I am an emerging Chinese-American writer living in the Washington D.C. area. I write a monthly column as well as poems, essays, short stories, and original Chinese tall tales. My full-length historical memoir, Once Our Lives, is my most treasured work. Born in Shanghai and brought up during the turbulence of the Cultural Revolution, I am most interested in finding the universal in the human experience while celebrating the unique flavors of Eastern and Western life.

How did I begin writing?

 

I learned early in life about the power of words. Born in a Shanghai shantytown on the eve of the Cultural Revolution, I saw my honest father and others around him imprisoned, tortured, and even executed for the crime of using the wrong words. Shunned as political pariahs by family, neighbors, and friends, my family and I sustained ourselves with stories of adventure and past glory. Later, with the help of a borrowed radio, an eccentric British teacher, and a lucky assignment as a library assistant, I discovered and fell in love with Western literature, committing to memory the strange but beautiful sounds of Keats, Wordsworth, and Lincoln.

But it was in bed late at night, after scouring local parks for enough firewood to cook my family’s meal of rice, that I and my three young sisters heard the dramatic stories that now make up my treasured memoir. The four of us would listen to our mother, an aspiring actress in the early days of Asian cinema, recount colorful tales of pirates, prophesies, fortunes won and lost, babies sold in opium dens, glorious lives and gruesome deaths. Based on actual experiences and family lore from Post-Imperial to Post-Revolutionary times, these stories represent a wealth of colorful but lost Chinese history.

My love of words and study of language proved valuable when China reinstituted its famed National Examinations for the first time since the Imperial Era, winning admission to the famed Shanghai Institute of Foreign Languages, and graduating with a bachelor’s degree in English and 19th Century English Literature. Because of my command of English, I was assigned by the government to conduct national tours for foreign VIPs, writers, movie stars, and wealthy tourists. Through these contacts I was able to gain the intervention of a powerful U.S. senator (and later Presidential candidate), and was granted a visa for study abroad. I arrived in America with two suitcases and not much more. After winning several scholarships as the first foreign student in one of the nation’s leading university communications departments, I graduated with my master’s degree and a profound love for my new adoptive country.

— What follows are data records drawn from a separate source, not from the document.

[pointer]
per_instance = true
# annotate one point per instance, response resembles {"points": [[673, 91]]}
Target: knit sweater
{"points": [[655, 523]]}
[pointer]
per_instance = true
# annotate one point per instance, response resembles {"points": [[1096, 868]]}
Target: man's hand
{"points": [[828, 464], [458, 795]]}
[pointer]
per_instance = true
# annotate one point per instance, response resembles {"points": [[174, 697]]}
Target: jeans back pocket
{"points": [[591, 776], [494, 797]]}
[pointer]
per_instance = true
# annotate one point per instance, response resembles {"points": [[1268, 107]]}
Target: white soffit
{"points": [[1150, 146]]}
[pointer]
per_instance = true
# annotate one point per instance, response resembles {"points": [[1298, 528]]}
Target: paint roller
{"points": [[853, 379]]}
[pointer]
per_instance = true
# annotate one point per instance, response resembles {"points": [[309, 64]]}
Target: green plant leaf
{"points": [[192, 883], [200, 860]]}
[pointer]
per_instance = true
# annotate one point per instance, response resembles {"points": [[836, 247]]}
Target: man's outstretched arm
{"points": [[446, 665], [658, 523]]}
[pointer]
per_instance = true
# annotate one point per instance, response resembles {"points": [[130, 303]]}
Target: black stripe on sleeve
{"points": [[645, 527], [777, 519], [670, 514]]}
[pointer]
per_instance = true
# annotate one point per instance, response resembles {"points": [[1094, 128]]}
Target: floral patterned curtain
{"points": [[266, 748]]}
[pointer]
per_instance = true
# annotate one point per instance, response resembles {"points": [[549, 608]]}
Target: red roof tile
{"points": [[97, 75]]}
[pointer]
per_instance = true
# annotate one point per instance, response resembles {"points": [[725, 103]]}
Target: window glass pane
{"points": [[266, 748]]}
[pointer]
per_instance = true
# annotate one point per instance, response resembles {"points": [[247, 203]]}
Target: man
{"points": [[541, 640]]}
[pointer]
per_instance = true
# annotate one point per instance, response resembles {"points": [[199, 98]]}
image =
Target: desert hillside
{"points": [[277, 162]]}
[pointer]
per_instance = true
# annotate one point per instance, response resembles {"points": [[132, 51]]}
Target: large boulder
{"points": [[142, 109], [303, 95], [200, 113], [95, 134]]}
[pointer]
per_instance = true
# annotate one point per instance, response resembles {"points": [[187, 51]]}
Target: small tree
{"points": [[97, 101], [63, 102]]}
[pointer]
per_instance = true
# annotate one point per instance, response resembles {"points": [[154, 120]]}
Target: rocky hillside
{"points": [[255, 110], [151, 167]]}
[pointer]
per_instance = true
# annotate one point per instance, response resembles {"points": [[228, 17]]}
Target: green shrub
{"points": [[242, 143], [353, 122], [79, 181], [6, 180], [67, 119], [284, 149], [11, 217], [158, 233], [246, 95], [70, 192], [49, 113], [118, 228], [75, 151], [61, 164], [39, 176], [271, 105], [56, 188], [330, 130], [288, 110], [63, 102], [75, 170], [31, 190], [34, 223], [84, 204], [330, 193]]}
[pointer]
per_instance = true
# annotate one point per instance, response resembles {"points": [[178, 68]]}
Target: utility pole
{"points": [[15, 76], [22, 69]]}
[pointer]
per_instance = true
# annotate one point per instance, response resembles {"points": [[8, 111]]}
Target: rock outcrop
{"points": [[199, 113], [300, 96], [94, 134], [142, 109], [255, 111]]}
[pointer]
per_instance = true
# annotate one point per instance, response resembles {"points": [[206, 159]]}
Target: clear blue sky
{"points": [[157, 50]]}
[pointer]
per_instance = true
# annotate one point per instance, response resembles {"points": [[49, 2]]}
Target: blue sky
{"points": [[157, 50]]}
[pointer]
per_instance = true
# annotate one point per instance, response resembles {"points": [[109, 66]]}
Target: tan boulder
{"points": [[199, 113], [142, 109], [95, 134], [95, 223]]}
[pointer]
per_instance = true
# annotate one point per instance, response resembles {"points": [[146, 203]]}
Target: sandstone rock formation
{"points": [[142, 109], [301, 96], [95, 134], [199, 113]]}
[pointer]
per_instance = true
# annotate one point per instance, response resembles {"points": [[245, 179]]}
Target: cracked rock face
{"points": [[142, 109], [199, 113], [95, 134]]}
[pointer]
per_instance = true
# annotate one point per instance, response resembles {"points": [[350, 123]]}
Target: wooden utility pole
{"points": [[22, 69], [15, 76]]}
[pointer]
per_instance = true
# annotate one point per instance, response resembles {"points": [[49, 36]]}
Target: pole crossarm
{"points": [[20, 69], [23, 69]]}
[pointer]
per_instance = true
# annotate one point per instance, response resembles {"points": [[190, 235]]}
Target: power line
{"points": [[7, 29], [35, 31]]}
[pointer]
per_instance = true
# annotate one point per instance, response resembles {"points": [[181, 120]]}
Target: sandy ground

I worked as an international communications specialist providing translations and writing advertising for Gallup, The Wall Street Journal, and the Getty Center. For more than 15 years now, I have also been a columnist for the Los Angeles area’s Santa Monica Star Newspaper. My passion for literature is deeply ingrained in the entirety of my life’s journey, and I take deep pleasure in every new piece that I create.

What other writers inspire my work most?

 

Shakespeare, Edgar Allan Poe, Louisa May Alcott, Keats, and Wordsworth, to name a few! As an English Literature major, I have an enormous love for the classics, and I feel that this love colors my own writing style. Among modern authors, I draw much inspiration from Amy Tan, Frank McCourt, Gish Jen, Lisa See, Maxine Hong Kingston, and Helen Zia.